La Chambre d'Agriculture, des Pêches, de l’Elevage et des Forêts de Cameroun (Capef) projette la construction d'un complexe de production et de transformation de cacao dans la ville de Douala. Ce complexe industriel dont la réalisation nécessite un budget de 29 milliards de Fcfa sera implanté à Bonaberi, un quartier de l’arrondissement éponyme encore appelé Douala IV selon les informations de l’Agence de régulation des marchés publics (Armp). D’une capacité annuelle de transformation projetée de 32 000 tonnes de fèves de cacao, cette usine va s’approvisionner auprès d’une organisation de 13 800 producteurs de cacao structurée par les soins de la Capef. Ce projet fait partie d’une liste de 5 projets financés grâce à un accord signé avec le groupe néerlandais ING Bank dans le cadre de la mise en œuvre de la politique gouvernementale d’import-substitution initiée par le pays depuis 2020 et devra injecter du chocolat, de la poudre de cacao, de la confiture, des tourteaux ou encore du beurre de cacao dans le marché local.
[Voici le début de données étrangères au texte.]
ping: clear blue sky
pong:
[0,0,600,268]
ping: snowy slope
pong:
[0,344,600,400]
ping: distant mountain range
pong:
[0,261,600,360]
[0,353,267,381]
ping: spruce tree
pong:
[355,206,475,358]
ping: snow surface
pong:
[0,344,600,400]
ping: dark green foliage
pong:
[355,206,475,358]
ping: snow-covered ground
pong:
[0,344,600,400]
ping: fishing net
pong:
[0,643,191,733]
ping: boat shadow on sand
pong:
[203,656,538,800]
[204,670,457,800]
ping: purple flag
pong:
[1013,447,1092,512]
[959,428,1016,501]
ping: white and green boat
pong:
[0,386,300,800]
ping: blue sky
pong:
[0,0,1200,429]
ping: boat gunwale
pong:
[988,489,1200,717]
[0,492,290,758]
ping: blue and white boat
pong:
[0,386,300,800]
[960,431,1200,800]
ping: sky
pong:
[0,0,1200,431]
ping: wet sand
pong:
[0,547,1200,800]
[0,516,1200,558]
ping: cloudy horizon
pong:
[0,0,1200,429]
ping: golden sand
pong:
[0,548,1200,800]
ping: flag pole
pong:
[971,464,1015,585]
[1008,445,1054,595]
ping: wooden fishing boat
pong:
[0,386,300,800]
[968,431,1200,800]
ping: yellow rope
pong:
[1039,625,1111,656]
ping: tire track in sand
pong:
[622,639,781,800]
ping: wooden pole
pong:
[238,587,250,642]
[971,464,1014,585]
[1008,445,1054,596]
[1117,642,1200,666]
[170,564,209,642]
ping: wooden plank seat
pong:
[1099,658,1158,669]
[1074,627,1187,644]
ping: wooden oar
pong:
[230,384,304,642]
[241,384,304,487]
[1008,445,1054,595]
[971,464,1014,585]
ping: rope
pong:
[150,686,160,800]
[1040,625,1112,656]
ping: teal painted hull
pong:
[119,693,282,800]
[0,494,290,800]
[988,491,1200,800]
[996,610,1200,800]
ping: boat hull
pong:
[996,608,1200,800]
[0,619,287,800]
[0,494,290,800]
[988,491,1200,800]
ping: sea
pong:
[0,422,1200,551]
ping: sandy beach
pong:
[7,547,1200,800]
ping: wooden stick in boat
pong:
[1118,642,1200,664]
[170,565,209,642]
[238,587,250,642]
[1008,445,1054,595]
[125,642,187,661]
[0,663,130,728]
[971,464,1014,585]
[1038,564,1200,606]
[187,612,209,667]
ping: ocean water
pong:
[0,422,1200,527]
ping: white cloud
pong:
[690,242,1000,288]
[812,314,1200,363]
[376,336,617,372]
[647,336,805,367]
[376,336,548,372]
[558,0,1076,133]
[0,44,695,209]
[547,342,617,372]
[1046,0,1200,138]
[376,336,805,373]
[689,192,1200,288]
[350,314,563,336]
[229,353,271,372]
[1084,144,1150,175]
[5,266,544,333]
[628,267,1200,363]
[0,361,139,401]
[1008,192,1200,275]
Ledit complexe entre ainsi dans une liste de projets similaires annoncés au Cameroun depuis 2022. Pour le compte de cette année 2024, deux usines sont déjà annoncées notamment celle du groupe Puratos à Ebolowa, la capitale de la région du Sud Cameroun et la chocolaterie Chocolat Rouge du Français Olivier Bordais prévue à Obala, région du Centre. En 2023, l’Etat annonçait également la construction d’une usine de transformation de cacao dans la commune d’Ebolowa II, financée par la Chine pour laquelle il n’y a toujours pas de suite.
Une fois opérationnelle, la nouvelle usine viendra trouver un marché fortement concurrentiel dont l’activité est portée par la Sic Cacao, enseigne locale du Suisse Barry Callebault qui contrôle 70% de parts de marché avec une capacité de 56 000 tonnes. Ou encore Chococam, filiale du Sud-africain Tiger Brands (50 000 tonnes), Atlantic Cocoa de l’Ivoirien Koné Dossongui (48 000 tonnes extensibles à 64 000 tonnes), Neo Industry du Camerounais Emmanuel Neossi (32 000 tonnes qui seront étendues à 42 000 tonnes durant l’année en cours), l’italien Ferrero Group (1 000 tonnes) et le camerounais Africa Processing Company (APC).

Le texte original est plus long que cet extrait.